- AUD/USD shot to five-month tops on Friday, albeit struggled to find acceptance above 0.70 mark.
- Overbought conditions on short-term charts prompted some profit-taking ahead of NFP report.
- Dip-buying near 0.6900 mark should help limit any meaningful corrective slide, at least for now.
The AUD/USD pair struggled to find acceptance above the key 0.70 psychological mark and has now retreated around 40 pips from five-month tops set earlier this Friday. The pair stalled its recent strong bullish trajectory just ahead of yearly tops, around the 0.7030 region, which should now act as a key pivotal point for short-term traders.
Overbought conditions on short-term charts seemed to be the only factor prompting some profit-taking ahead of Friday’s release of the closely watched US monthly jobs report. However, the fact that the pair this week confirmed a near-term bullish break through the very important 200-day SMA, the bias remains firmly in favour of bullish traders.
Hence, any meaningful pullback might still be seen as a buying opportunity near the 0.6900 mark. This, in turn, should help limit the downside near the 0.6880 horizontal support.
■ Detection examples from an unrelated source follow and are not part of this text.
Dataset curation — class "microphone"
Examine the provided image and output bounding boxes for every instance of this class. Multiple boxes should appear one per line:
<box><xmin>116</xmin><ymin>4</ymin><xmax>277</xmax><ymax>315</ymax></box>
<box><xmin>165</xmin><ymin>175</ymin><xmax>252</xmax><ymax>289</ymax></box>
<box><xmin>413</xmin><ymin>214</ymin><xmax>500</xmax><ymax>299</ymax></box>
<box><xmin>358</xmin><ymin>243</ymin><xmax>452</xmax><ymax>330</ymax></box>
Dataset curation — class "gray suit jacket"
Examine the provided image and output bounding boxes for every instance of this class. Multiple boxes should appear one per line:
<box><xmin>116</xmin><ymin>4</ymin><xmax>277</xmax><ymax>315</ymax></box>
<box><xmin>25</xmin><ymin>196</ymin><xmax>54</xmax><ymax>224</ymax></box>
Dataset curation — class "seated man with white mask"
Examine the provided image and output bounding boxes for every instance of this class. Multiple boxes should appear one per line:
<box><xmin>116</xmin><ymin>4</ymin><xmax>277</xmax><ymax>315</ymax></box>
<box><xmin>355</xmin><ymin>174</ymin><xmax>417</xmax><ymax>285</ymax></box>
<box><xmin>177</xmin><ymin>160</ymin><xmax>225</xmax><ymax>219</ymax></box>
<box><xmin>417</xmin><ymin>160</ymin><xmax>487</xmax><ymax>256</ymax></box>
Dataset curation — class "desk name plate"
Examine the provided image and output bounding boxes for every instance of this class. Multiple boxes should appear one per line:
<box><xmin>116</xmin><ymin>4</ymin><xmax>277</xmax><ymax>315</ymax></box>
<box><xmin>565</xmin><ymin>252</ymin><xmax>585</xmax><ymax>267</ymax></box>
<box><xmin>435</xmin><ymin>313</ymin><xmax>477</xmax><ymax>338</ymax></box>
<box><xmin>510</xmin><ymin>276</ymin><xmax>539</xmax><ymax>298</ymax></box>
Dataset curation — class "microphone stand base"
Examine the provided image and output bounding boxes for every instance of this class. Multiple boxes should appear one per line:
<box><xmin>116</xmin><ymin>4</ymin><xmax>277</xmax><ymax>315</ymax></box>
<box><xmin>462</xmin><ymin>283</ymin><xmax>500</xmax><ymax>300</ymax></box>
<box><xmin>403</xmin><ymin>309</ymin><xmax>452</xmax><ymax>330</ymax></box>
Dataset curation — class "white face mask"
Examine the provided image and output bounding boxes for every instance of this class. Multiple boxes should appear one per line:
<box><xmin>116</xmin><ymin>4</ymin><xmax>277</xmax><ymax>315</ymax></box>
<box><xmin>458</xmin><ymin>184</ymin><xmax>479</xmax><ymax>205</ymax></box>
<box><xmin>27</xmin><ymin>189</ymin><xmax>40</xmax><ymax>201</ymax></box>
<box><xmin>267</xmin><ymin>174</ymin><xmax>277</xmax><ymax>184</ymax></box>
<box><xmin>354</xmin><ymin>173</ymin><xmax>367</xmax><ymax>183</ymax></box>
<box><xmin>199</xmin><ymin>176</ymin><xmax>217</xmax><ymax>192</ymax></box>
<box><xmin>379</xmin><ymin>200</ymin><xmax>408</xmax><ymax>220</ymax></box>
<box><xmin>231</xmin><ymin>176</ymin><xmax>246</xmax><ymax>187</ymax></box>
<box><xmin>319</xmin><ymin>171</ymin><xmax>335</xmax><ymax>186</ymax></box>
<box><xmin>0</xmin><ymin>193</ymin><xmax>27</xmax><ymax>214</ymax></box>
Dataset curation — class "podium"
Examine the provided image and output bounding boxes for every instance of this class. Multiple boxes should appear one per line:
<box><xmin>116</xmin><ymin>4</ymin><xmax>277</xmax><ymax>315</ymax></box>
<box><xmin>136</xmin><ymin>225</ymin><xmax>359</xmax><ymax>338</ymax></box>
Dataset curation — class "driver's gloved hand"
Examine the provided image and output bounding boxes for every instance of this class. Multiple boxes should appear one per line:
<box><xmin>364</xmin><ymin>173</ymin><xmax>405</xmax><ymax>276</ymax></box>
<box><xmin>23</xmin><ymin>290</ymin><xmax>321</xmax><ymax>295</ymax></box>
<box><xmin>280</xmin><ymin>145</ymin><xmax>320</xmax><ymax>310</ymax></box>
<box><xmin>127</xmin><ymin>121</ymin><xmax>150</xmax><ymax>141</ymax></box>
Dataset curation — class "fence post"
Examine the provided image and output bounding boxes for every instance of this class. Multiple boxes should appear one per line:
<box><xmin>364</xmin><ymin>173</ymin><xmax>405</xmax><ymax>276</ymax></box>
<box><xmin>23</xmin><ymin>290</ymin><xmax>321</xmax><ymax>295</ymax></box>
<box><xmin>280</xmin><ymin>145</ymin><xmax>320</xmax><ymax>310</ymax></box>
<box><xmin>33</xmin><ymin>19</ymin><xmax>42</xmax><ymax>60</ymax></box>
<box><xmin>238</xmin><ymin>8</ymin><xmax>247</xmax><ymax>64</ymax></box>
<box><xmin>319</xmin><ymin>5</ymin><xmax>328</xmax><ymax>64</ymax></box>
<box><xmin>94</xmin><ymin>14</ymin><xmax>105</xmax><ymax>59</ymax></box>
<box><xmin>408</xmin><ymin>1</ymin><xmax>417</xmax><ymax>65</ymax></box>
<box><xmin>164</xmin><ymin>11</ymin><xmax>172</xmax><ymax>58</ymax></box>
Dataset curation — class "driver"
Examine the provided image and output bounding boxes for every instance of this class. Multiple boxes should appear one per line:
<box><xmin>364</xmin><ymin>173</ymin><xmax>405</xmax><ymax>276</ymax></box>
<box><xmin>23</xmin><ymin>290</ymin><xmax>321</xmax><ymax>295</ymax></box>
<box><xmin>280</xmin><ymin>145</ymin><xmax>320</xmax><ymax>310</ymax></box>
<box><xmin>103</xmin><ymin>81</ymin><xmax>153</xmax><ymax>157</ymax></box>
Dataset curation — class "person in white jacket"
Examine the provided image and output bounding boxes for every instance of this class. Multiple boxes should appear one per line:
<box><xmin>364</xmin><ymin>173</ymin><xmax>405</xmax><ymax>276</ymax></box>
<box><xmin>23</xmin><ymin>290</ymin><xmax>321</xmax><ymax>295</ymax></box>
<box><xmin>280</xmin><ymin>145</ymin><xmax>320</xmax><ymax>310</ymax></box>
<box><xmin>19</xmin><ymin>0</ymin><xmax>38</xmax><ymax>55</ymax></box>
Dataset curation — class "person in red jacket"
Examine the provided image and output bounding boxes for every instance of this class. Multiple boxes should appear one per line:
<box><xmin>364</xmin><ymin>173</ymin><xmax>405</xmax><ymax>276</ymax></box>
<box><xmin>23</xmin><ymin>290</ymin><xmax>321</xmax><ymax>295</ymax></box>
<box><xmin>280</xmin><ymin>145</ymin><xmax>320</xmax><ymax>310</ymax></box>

That said, a convincing breakthrough, leading to a subsequent weakness below mid-0.6800s might prompt some long-unwinding trade and accelerate the slide further towards the 0.6800 mark.
On the flip side, momentum above the 0.7000 mark might continue to confront a stiff resistance near the 0.7020-30 region, which if cleared might be seen as a fresh trigger for bulls. The pair might then aim to test July 2019 swing highs resistance, around the 0.7080 region, before eventually eyeing a move beyond the 0.7100 round-figure mark.